Not the Global Law Summit

The Global Law Summit (GLS) is a trade fair, heavily promoted by the Ministry of Justice, which aims to display the wares of British lawyers to the rest of the world – what Mr Grayling likes to call ‘our global leadership in legal services’. London is the venue of choice for international litigants who like their lawyers and judges honest, or if not honest, at least well regulated.

It’s pointless complaining that some of the clients may have been neglecting their legal or ethical hygiene – a commercial lawyer who only advised saints would need to take up mini-cabbing to pay the rent. Lawyers have to walk down mean streets without themselves being mean. It can be done.

The trouble with the GLS is that the Ministry of Justice, under the cack-handed Chris Grayling, insisted on tying it to the 800th anniversary of the first edition of Magna Carta. That made his corporate jamboree look like a gross piece of hypocrisy. Magna Carta is in reality a dead letter in the law, but the myth persists that it delivered the English people from overbearing government. The words of clause 40 give the myth its potency: ‘to none will we sell, deny or delay Right or Justice’.

The GLS is explicitly about selling justice to the world, as a commodity. The MoJ has already done much to sell right and justice in the UK, by outsourcing swathes of the criminal justice system to the likes of G4S and Serco – bywords for incompetence and bad practice. We used to tell ourselves that criminal justice was like an elderly Rolls Royce – a bit rusty, a bit expensive to run, but a guarantee of quality and worth the effort. Now the Roller is on blocks, and Del Boy and his van are waiting to take over, if they get the chance.

The MOJ has denied access to justice (and hence, justice) to many, by taking key areas of law ‘out of scope’ of legal aid altogether, and cutting it to the bone where it remains. Kenneth Clarke, the Macavity of the LASPO cuts, said he had to do something about legal aid, because it had grown so much and ‘made the poor extremely litigious’: that casual smear stood in for the non-existent evidence for the MOJ’s ruthless policy. It has introduced fees that make employment tribunals unaffordable to most claimants, and proposes more increases across the board for Courts and Tribunals. At the same time the government has made it harder to get legal redress for administrative wrongs, by restricting the availability of judicial review – a remedy that Mr Grayling believes to be a preserve of left wing pressure groups, and therefore fit for strangulation. If he has his way, he will scrap the human rights protections given under the Human Rights Act.
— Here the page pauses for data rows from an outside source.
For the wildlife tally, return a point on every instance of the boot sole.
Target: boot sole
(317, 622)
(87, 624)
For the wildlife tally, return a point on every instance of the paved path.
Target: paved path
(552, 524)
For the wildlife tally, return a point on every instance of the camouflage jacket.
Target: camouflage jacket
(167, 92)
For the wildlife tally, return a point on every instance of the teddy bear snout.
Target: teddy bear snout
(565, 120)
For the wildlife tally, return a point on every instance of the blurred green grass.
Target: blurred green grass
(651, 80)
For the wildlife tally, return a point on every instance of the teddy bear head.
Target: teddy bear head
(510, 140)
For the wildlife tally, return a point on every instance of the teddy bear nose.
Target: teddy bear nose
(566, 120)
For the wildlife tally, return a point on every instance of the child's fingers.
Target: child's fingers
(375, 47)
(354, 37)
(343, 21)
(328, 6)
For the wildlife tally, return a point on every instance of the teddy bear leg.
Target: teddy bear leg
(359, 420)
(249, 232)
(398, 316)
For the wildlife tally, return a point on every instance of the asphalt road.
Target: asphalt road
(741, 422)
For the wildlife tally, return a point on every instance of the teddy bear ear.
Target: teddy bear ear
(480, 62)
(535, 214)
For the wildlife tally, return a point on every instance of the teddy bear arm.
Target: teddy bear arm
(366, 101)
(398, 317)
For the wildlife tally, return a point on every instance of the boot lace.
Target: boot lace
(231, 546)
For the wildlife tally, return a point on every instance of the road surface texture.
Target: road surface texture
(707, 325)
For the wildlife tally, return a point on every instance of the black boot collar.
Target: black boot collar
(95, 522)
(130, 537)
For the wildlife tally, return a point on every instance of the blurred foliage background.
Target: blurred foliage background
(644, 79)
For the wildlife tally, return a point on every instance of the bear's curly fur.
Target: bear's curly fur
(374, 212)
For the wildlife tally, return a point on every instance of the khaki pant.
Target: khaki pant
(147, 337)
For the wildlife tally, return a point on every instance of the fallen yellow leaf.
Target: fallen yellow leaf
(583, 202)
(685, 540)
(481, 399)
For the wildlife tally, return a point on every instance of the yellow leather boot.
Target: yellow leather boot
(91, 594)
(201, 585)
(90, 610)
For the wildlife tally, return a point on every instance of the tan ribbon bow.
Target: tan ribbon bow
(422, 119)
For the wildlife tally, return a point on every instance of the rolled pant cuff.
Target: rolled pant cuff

His government has delayed justice by running down the whole system, so that the Courts are overstretched, underfunded and clogged by people representing themselves because they can’t get legal aid and can’t afford a lawyer. Now even the Public Accounts Committee, whose MPs nodded along when the cuts were being made, thinks they have been a disaster:

The Ministry of Justice (the Ministry) is on track to make a significant and rapid reduction to the amount that it spends on civil legal aid. However, it introduced major changes on the basis of no evidence in many areas, and without making good use of the evidence that it did have in other areas. It has been slow to fill the considerable gaps in its understanding, and has not properly assessed the full impact of the reforms. Almost two years after the reforms, the Ministry is still playing catch up: it does not know if those still eligible are able to access legal aid; and it does not understand the link between the price it pays for legal aid and the quality of advice being given. Perhaps most worryingly of all, it does not understand, and has shown little interest in, the knock-on costs of its reforms across the public sector. It therefore does not know whether the projected £300 million spending reduction in its own budget is outweighed by additional costs elsewhere. The Department therefore does not know whether the savings in the civil legal aid budget represent value for money.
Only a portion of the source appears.